RoboValley
- Founded: 2015; 11 years ago
- Founder: Martijn Wisse & Arie van den Ende
- Headquarters: Delft, Netherlands
- Area served: Worldwide
- Website: RoboValley.com

= RoboValley =

Dutch centre for robotics

RoboValley is a centre for robotics, headquartered in Delft, Netherlands. RoboValley is powered by the Robotics Institute of Delft University of Technology. RoboValley aims to facilitate collaboration between researchers, governments and enterprises. Currently, RoboValley is looking to attract robotics companies and researchers in the field of robotics in order to facilitate this collaboration. Among others, TU Delft's Robotics Student Association is located in the centre.

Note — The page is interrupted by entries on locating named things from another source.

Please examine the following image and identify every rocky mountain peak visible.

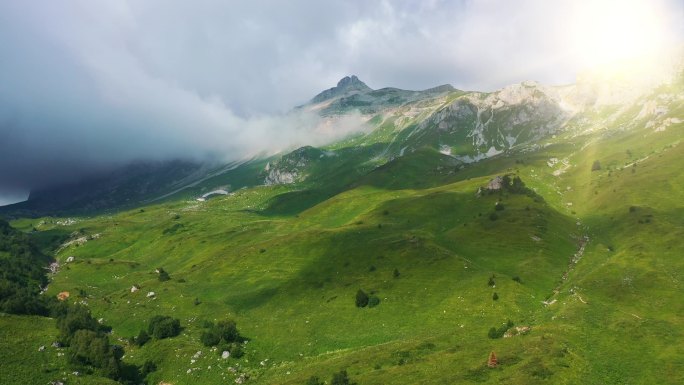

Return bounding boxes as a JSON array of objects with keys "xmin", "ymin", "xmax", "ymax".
[{"xmin": 311, "ymin": 75, "xmax": 372, "ymax": 103}]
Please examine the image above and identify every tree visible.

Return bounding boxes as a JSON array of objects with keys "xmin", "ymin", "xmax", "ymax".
[
  {"xmin": 330, "ymin": 370, "xmax": 356, "ymax": 385},
  {"xmin": 306, "ymin": 376, "xmax": 323, "ymax": 385},
  {"xmin": 368, "ymin": 295, "xmax": 380, "ymax": 307},
  {"xmin": 157, "ymin": 267, "xmax": 171, "ymax": 282},
  {"xmin": 487, "ymin": 352, "xmax": 498, "ymax": 368},
  {"xmin": 356, "ymin": 289, "xmax": 369, "ymax": 307},
  {"xmin": 135, "ymin": 330, "xmax": 150, "ymax": 346},
  {"xmin": 147, "ymin": 315, "xmax": 181, "ymax": 340}
]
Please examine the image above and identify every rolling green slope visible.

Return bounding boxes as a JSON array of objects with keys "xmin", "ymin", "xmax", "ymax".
[{"xmin": 0, "ymin": 70, "xmax": 684, "ymax": 385}]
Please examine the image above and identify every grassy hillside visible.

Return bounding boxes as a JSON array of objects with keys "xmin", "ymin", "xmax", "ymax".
[{"xmin": 0, "ymin": 74, "xmax": 684, "ymax": 384}]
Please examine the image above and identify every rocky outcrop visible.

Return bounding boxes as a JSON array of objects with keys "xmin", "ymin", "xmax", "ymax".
[{"xmin": 311, "ymin": 75, "xmax": 372, "ymax": 103}]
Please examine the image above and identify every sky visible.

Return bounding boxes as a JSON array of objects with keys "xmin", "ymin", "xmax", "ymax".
[{"xmin": 0, "ymin": 0, "xmax": 684, "ymax": 205}]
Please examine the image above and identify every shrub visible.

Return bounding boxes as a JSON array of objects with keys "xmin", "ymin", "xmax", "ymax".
[
  {"xmin": 200, "ymin": 320, "xmax": 245, "ymax": 352},
  {"xmin": 157, "ymin": 267, "xmax": 171, "ymax": 282},
  {"xmin": 68, "ymin": 329, "xmax": 121, "ymax": 378},
  {"xmin": 135, "ymin": 330, "xmax": 151, "ymax": 346},
  {"xmin": 368, "ymin": 295, "xmax": 380, "ymax": 307},
  {"xmin": 147, "ymin": 315, "xmax": 181, "ymax": 340},
  {"xmin": 140, "ymin": 360, "xmax": 157, "ymax": 378},
  {"xmin": 305, "ymin": 376, "xmax": 323, "ymax": 385},
  {"xmin": 200, "ymin": 331, "xmax": 221, "ymax": 346},
  {"xmin": 330, "ymin": 370, "xmax": 356, "ymax": 385},
  {"xmin": 356, "ymin": 289, "xmax": 369, "ymax": 307},
  {"xmin": 487, "ymin": 320, "xmax": 513, "ymax": 339}
]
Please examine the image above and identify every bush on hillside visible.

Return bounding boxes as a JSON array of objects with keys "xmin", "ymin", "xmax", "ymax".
[
  {"xmin": 330, "ymin": 370, "xmax": 356, "ymax": 385},
  {"xmin": 200, "ymin": 320, "xmax": 247, "ymax": 358},
  {"xmin": 157, "ymin": 267, "xmax": 171, "ymax": 282},
  {"xmin": 147, "ymin": 315, "xmax": 181, "ymax": 340},
  {"xmin": 368, "ymin": 295, "xmax": 380, "ymax": 307},
  {"xmin": 305, "ymin": 376, "xmax": 324, "ymax": 385},
  {"xmin": 135, "ymin": 330, "xmax": 152, "ymax": 346},
  {"xmin": 356, "ymin": 289, "xmax": 369, "ymax": 307},
  {"xmin": 487, "ymin": 320, "xmax": 513, "ymax": 339}
]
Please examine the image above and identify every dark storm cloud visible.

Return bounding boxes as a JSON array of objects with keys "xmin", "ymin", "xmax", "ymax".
[{"xmin": 0, "ymin": 0, "xmax": 684, "ymax": 204}]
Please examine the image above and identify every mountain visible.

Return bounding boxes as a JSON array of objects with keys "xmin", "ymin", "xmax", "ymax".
[
  {"xmin": 311, "ymin": 75, "xmax": 372, "ymax": 103},
  {"xmin": 0, "ymin": 70, "xmax": 675, "ymax": 216},
  {"xmin": 0, "ymin": 71, "xmax": 684, "ymax": 384}
]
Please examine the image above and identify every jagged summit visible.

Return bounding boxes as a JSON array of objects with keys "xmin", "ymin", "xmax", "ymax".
[{"xmin": 311, "ymin": 75, "xmax": 372, "ymax": 103}]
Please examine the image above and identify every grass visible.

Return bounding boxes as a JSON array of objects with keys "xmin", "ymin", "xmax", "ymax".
[{"xmin": 0, "ymin": 76, "xmax": 684, "ymax": 384}]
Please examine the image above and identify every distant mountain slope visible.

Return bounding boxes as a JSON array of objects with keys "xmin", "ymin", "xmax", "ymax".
[{"xmin": 0, "ymin": 66, "xmax": 680, "ymax": 216}]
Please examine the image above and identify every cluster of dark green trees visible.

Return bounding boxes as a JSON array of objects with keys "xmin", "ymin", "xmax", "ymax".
[
  {"xmin": 487, "ymin": 320, "xmax": 513, "ymax": 339},
  {"xmin": 200, "ymin": 320, "xmax": 247, "ymax": 358},
  {"xmin": 356, "ymin": 289, "xmax": 380, "ymax": 307},
  {"xmin": 132, "ymin": 315, "xmax": 182, "ymax": 346},
  {"xmin": 52, "ymin": 302, "xmax": 124, "ymax": 380},
  {"xmin": 306, "ymin": 370, "xmax": 356, "ymax": 385},
  {"xmin": 0, "ymin": 219, "xmax": 51, "ymax": 316},
  {"xmin": 0, "ymin": 219, "xmax": 156, "ymax": 384}
]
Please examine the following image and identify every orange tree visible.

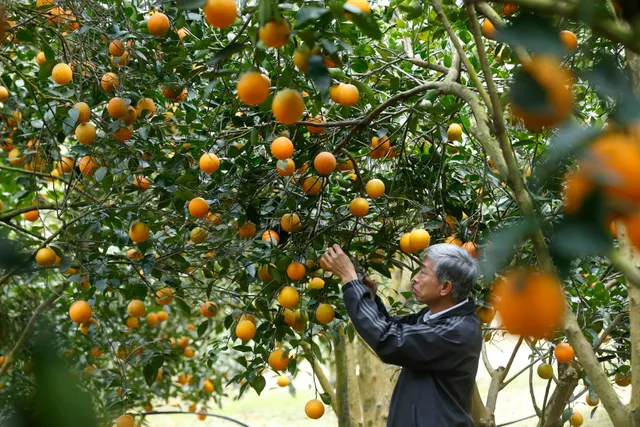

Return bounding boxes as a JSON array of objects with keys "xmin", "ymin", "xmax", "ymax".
[{"xmin": 0, "ymin": 0, "xmax": 640, "ymax": 426}]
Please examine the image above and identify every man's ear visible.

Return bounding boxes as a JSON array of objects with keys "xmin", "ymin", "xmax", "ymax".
[{"xmin": 440, "ymin": 280, "xmax": 453, "ymax": 297}]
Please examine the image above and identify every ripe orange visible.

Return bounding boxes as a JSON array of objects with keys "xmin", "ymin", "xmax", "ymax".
[
  {"xmin": 276, "ymin": 159, "xmax": 296, "ymax": 176},
  {"xmin": 271, "ymin": 136, "xmax": 293, "ymax": 160},
  {"xmin": 268, "ymin": 348, "xmax": 289, "ymax": 371},
  {"xmin": 107, "ymin": 98, "xmax": 129, "ymax": 119},
  {"xmin": 129, "ymin": 222, "xmax": 149, "ymax": 243},
  {"xmin": 236, "ymin": 221, "xmax": 257, "ymax": 238},
  {"xmin": 75, "ymin": 123, "xmax": 96, "ymax": 145},
  {"xmin": 538, "ymin": 363, "xmax": 553, "ymax": 380},
  {"xmin": 287, "ymin": 262, "xmax": 307, "ymax": 280},
  {"xmin": 277, "ymin": 375, "xmax": 289, "ymax": 387},
  {"xmin": 338, "ymin": 83, "xmax": 360, "ymax": 107},
  {"xmin": 109, "ymin": 40, "xmax": 124, "ymax": 56},
  {"xmin": 316, "ymin": 304, "xmax": 336, "ymax": 325},
  {"xmin": 365, "ymin": 179, "xmax": 385, "ymax": 199},
  {"xmin": 147, "ymin": 313, "xmax": 158, "ymax": 326},
  {"xmin": 73, "ymin": 102, "xmax": 91, "ymax": 123},
  {"xmin": 302, "ymin": 176, "xmax": 322, "ymax": 196},
  {"xmin": 78, "ymin": 156, "xmax": 100, "ymax": 176},
  {"xmin": 236, "ymin": 71, "xmax": 271, "ymax": 105},
  {"xmin": 69, "ymin": 300, "xmax": 92, "ymax": 323},
  {"xmin": 371, "ymin": 135, "xmax": 391, "ymax": 159},
  {"xmin": 553, "ymin": 342, "xmax": 575, "ymax": 363},
  {"xmin": 200, "ymin": 301, "xmax": 218, "ymax": 317},
  {"xmin": 189, "ymin": 197, "xmax": 209, "ymax": 218},
  {"xmin": 560, "ymin": 30, "xmax": 578, "ymax": 53},
  {"xmin": 51, "ymin": 62, "xmax": 73, "ymax": 85},
  {"xmin": 259, "ymin": 18, "xmax": 291, "ymax": 49},
  {"xmin": 447, "ymin": 123, "xmax": 462, "ymax": 141},
  {"xmin": 482, "ymin": 19, "xmax": 496, "ymax": 40},
  {"xmin": 502, "ymin": 3, "xmax": 518, "ymax": 16},
  {"xmin": 492, "ymin": 270, "xmax": 565, "ymax": 339},
  {"xmin": 304, "ymin": 399, "xmax": 324, "ymax": 420},
  {"xmin": 280, "ymin": 213, "xmax": 301, "ymax": 233},
  {"xmin": 409, "ymin": 228, "xmax": 431, "ymax": 252},
  {"xmin": 271, "ymin": 89, "xmax": 304, "ymax": 125},
  {"xmin": 278, "ymin": 286, "xmax": 300, "ymax": 308},
  {"xmin": 199, "ymin": 153, "xmax": 220, "ymax": 173},
  {"xmin": 147, "ymin": 12, "xmax": 171, "ymax": 37},
  {"xmin": 349, "ymin": 197, "xmax": 369, "ymax": 217},
  {"xmin": 100, "ymin": 73, "xmax": 120, "ymax": 92},
  {"xmin": 236, "ymin": 320, "xmax": 256, "ymax": 341},
  {"xmin": 204, "ymin": 0, "xmax": 238, "ymax": 28},
  {"xmin": 36, "ymin": 248, "xmax": 58, "ymax": 266}
]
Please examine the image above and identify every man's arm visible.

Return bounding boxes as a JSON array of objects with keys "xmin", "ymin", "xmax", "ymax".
[{"xmin": 342, "ymin": 280, "xmax": 464, "ymax": 370}]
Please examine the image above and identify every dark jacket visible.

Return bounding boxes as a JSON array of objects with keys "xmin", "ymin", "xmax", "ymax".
[{"xmin": 342, "ymin": 280, "xmax": 482, "ymax": 427}]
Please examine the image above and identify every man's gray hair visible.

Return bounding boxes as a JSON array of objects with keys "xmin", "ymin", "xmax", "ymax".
[{"xmin": 424, "ymin": 243, "xmax": 478, "ymax": 304}]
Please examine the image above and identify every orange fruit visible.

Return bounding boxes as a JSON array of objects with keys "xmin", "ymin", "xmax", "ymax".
[
  {"xmin": 107, "ymin": 98, "xmax": 129, "ymax": 119},
  {"xmin": 302, "ymin": 176, "xmax": 322, "ymax": 196},
  {"xmin": 276, "ymin": 159, "xmax": 296, "ymax": 176},
  {"xmin": 189, "ymin": 197, "xmax": 209, "ymax": 218},
  {"xmin": 236, "ymin": 71, "xmax": 271, "ymax": 105},
  {"xmin": 271, "ymin": 136, "xmax": 293, "ymax": 160},
  {"xmin": 502, "ymin": 3, "xmax": 518, "ymax": 16},
  {"xmin": 365, "ymin": 179, "xmax": 385, "ymax": 199},
  {"xmin": 268, "ymin": 348, "xmax": 289, "ymax": 371},
  {"xmin": 69, "ymin": 300, "xmax": 92, "ymax": 323},
  {"xmin": 78, "ymin": 156, "xmax": 100, "ymax": 176},
  {"xmin": 73, "ymin": 102, "xmax": 91, "ymax": 123},
  {"xmin": 262, "ymin": 230, "xmax": 280, "ymax": 245},
  {"xmin": 278, "ymin": 286, "xmax": 300, "ymax": 308},
  {"xmin": 476, "ymin": 306, "xmax": 496, "ymax": 323},
  {"xmin": 147, "ymin": 12, "xmax": 171, "ymax": 37},
  {"xmin": 280, "ymin": 213, "xmax": 301, "ymax": 233},
  {"xmin": 569, "ymin": 412, "xmax": 584, "ymax": 427},
  {"xmin": 259, "ymin": 18, "xmax": 291, "ymax": 49},
  {"xmin": 277, "ymin": 375, "xmax": 289, "ymax": 387},
  {"xmin": 51, "ymin": 62, "xmax": 73, "ymax": 85},
  {"xmin": 199, "ymin": 153, "xmax": 220, "ymax": 173},
  {"xmin": 100, "ymin": 73, "xmax": 120, "ymax": 92},
  {"xmin": 492, "ymin": 270, "xmax": 565, "ymax": 339},
  {"xmin": 553, "ymin": 342, "xmax": 575, "ymax": 363},
  {"xmin": 109, "ymin": 40, "xmax": 124, "ymax": 56},
  {"xmin": 313, "ymin": 151, "xmax": 337, "ymax": 175},
  {"xmin": 200, "ymin": 301, "xmax": 218, "ymax": 317},
  {"xmin": 338, "ymin": 83, "xmax": 360, "ymax": 107},
  {"xmin": 204, "ymin": 0, "xmax": 238, "ymax": 28},
  {"xmin": 349, "ymin": 197, "xmax": 369, "ymax": 217},
  {"xmin": 316, "ymin": 304, "xmax": 336, "ymax": 325},
  {"xmin": 304, "ymin": 399, "xmax": 324, "ymax": 420},
  {"xmin": 287, "ymin": 262, "xmax": 307, "ymax": 280},
  {"xmin": 75, "ymin": 123, "xmax": 96, "ymax": 145},
  {"xmin": 537, "ymin": 363, "xmax": 553, "ymax": 380},
  {"xmin": 36, "ymin": 248, "xmax": 58, "ymax": 266},
  {"xmin": 560, "ymin": 30, "xmax": 578, "ymax": 53},
  {"xmin": 271, "ymin": 89, "xmax": 304, "ymax": 125},
  {"xmin": 409, "ymin": 228, "xmax": 431, "ymax": 252},
  {"xmin": 236, "ymin": 320, "xmax": 256, "ymax": 341},
  {"xmin": 236, "ymin": 221, "xmax": 257, "ymax": 238},
  {"xmin": 482, "ymin": 19, "xmax": 496, "ymax": 40}
]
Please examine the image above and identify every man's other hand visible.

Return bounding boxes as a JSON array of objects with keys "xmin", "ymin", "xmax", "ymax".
[{"xmin": 322, "ymin": 245, "xmax": 358, "ymax": 283}]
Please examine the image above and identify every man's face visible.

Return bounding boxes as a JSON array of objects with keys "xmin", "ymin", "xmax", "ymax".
[{"xmin": 411, "ymin": 259, "xmax": 448, "ymax": 304}]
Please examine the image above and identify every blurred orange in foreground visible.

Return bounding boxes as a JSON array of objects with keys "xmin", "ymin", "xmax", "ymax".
[{"xmin": 493, "ymin": 270, "xmax": 565, "ymax": 339}]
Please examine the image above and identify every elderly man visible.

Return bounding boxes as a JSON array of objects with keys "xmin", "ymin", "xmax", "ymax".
[{"xmin": 323, "ymin": 244, "xmax": 482, "ymax": 427}]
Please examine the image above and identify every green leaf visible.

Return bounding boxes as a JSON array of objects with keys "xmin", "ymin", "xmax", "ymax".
[
  {"xmin": 296, "ymin": 6, "xmax": 331, "ymax": 27},
  {"xmin": 307, "ymin": 55, "xmax": 331, "ymax": 92},
  {"xmin": 176, "ymin": 0, "xmax": 206, "ymax": 10}
]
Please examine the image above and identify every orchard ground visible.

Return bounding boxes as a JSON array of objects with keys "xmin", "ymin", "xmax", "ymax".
[{"xmin": 147, "ymin": 334, "xmax": 631, "ymax": 427}]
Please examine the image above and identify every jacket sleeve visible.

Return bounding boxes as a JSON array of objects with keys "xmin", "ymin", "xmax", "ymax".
[{"xmin": 342, "ymin": 280, "xmax": 465, "ymax": 370}]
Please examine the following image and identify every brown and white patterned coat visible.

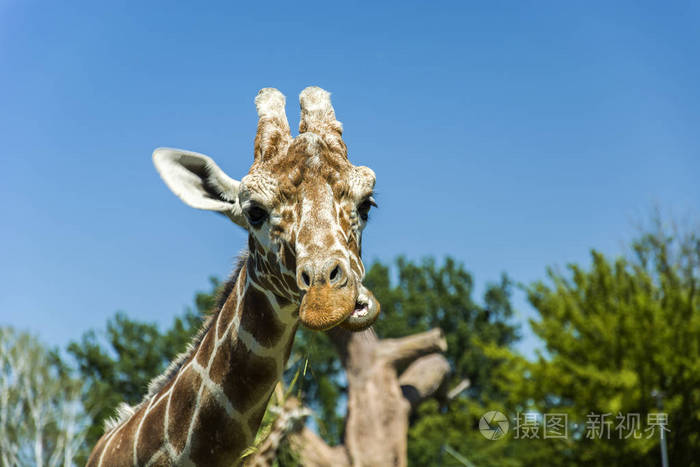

The idea of RoboValley came from professor Martijn Wisse's vision of creating a Silicon Valley for robotics, which is how the name RoboValley came to be. Martijn Wisse soon presented his idea to Arie van den Ende, an entrepreneur and business developer.

Over the course of 2015, RoboValley continued its development, starting with the creation of the Robo Service Centre, a virtual office for start-up robotics companies and a shared service centre for all robotics activities in RoboValley. In September 2015, a delegation of RoboValley travelled to RoboBusiness in San Jose, California to officially present RoboValley to a worldwide audience.

On 31 May 2016, RoboValley and Chrysalix Venture Capital announced the launch of the RoboValley Investment Fund, raising 100 million Euro. The RoboValley Fund is intended to identify, invest in and commercialize new robotics technologies.